If the end of the file is reached now, the rest of the destination file has less lines than the initial clipboard. So there is nothing to merge anymore and only the rest of the initial clipboard content must be appended to the already merged lines. After deletion of the marker character and clearing the bookmark, exit the merging loop.
If end of file is not reached, insert here the content of user clipboard 9 which has 1 line fewer than on last loop run (Key DOWN ARROW - you know). Move the cursor back to the bookmarked line, clear it and move the cursor down once to the first line of the remaining clipboard content to merge.
So at every loop run the content from the initial clipboard is decreased by 1 line and the cursor is moved 1 line lower in the unmerged lines from the destination file.

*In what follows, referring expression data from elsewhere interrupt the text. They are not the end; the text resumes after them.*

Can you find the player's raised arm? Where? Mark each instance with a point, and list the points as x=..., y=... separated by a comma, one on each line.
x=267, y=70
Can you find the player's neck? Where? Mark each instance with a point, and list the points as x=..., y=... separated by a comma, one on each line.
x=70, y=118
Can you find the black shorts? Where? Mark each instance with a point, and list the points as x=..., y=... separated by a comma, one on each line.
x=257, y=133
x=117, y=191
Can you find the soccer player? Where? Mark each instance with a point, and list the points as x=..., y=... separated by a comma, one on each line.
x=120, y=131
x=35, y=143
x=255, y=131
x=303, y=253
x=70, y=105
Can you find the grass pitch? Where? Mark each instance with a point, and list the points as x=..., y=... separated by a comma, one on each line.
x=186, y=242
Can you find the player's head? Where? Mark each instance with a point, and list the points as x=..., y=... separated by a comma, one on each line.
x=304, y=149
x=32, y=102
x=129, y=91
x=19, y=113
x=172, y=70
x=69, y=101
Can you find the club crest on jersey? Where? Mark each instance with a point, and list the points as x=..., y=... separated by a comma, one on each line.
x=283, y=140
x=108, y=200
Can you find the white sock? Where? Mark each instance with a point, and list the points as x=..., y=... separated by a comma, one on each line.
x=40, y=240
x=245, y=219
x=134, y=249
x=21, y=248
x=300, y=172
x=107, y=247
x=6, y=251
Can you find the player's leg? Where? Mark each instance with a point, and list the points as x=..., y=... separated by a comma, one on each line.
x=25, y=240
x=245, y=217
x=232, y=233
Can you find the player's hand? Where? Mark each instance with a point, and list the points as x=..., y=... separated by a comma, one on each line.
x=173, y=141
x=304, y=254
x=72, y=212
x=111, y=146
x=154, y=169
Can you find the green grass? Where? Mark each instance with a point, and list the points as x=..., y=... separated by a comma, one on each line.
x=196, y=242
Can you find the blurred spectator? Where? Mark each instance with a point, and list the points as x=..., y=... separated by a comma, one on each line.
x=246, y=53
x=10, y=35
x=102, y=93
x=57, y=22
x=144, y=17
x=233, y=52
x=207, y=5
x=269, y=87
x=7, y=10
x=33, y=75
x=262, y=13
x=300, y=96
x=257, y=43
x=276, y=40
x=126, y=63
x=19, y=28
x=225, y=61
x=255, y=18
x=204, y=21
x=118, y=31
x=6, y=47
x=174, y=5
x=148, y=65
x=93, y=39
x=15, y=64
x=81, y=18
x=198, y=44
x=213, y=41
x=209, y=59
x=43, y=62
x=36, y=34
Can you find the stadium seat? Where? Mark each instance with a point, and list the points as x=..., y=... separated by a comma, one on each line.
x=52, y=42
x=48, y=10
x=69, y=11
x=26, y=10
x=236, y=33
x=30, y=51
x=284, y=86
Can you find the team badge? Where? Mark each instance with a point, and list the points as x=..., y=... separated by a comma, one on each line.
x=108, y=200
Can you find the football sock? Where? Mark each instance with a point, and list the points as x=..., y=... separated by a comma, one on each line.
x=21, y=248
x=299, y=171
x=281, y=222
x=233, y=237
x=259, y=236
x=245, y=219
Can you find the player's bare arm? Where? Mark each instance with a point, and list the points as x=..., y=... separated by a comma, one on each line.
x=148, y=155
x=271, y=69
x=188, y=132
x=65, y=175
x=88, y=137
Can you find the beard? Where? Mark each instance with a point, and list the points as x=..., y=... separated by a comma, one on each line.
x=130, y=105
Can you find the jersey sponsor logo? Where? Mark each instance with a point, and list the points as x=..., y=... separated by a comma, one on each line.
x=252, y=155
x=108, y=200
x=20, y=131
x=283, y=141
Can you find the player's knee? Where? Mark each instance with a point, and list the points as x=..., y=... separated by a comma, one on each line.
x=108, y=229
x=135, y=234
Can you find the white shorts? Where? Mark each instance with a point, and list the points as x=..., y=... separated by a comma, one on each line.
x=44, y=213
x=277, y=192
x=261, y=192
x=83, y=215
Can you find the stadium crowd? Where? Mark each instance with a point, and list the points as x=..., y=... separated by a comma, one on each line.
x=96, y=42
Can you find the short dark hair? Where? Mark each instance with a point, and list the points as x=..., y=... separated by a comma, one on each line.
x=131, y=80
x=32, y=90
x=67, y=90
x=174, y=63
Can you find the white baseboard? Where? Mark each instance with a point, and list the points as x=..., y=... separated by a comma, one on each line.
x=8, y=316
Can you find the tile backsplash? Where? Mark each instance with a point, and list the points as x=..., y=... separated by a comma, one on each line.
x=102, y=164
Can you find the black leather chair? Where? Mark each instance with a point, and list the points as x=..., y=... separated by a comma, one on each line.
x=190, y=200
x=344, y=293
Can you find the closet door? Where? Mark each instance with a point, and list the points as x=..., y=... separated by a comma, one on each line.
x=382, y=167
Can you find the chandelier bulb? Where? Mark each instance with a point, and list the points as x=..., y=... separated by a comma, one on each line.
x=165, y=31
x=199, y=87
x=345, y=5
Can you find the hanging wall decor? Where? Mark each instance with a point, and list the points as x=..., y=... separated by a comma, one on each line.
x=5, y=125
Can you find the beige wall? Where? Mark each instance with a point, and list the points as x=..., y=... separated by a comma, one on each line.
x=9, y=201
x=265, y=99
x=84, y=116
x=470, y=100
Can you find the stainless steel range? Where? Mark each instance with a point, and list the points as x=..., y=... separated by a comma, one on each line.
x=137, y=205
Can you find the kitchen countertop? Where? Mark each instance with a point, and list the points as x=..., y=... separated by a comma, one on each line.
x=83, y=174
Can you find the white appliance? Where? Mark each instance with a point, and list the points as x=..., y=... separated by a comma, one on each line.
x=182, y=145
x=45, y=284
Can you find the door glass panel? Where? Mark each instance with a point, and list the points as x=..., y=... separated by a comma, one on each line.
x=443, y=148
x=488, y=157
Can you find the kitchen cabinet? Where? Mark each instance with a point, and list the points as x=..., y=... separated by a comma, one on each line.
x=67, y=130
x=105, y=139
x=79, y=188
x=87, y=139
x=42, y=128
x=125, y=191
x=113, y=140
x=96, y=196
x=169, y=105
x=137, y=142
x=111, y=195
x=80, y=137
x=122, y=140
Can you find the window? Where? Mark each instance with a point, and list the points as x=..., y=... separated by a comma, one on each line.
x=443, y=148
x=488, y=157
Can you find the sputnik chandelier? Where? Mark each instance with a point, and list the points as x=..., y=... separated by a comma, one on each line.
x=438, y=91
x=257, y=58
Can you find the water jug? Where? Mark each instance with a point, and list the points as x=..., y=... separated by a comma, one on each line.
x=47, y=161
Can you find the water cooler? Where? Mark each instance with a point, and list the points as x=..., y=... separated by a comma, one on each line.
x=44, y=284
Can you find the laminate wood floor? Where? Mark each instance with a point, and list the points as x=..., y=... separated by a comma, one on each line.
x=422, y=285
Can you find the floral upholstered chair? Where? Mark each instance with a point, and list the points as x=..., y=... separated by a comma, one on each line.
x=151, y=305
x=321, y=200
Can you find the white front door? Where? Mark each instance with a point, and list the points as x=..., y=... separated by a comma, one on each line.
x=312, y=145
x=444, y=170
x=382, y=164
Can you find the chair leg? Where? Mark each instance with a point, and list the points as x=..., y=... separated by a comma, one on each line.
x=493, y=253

The rest is simple. Select everything in the temp file and paste it over the still existing selection in the destination file. Then delete the temp file, clear user clipboard 9 and switch to the Windows clipboard.
That's it.
Why is always about 5-10 times more time needed to explain a macro than developing it?
InsertMode
ColumnModeOff
HexOff
NewFile
Paste
IfColNumGt 1
InsertLine
EndIf
"»
"
Top
IfCharIs "»"
CloseFile NoSave
ExitMacro
EndIf
Bottom
NextWindow
Clipboard 9
Key HOME
IfColNumGt 1
Key HOME
EndIf
SelectToBottom
Copy
PreviousWindow
Paste
IfColNumGt 1
InsertLine
EndIf
Key UP ARROW
IfCharIs "»"
DeleteLine
SelectToTop
Copy
NextWindow
Paste
PreviousWindow
CloseFile NoSave
ClearClipboard
Clipboard 0
ExitMacro
EndIf
Find Up "»"
Replace "»"
Key DEL
Top
Loop
Key DOWN ARROW
IfCharIs "»"
Key DEL
ExitLoop
EndIf
StartSelect
Find Select "»"
Cut
EndSelect
ToggleBookmark
Key DOWN ARROW
IfEof
Paste
Key BACKSPACE
PreviousBookmark
ToggleBookmark
ExitLoop
EndIf
Paste
PreviousBookmark
ToggleBookmark
Key DOWN ARROW
EndLoop
SelectAll
Copy
NextWindow
Paste
PreviousWindow
CloseFile NoSave
ClearClipboard
Clipboard 0
A line merging could be done much faster using column mode and regular expression replaces. But this solution depends extremly on the content of the destination file and so it would be very hard to write a general macro which uses the faster column mode method.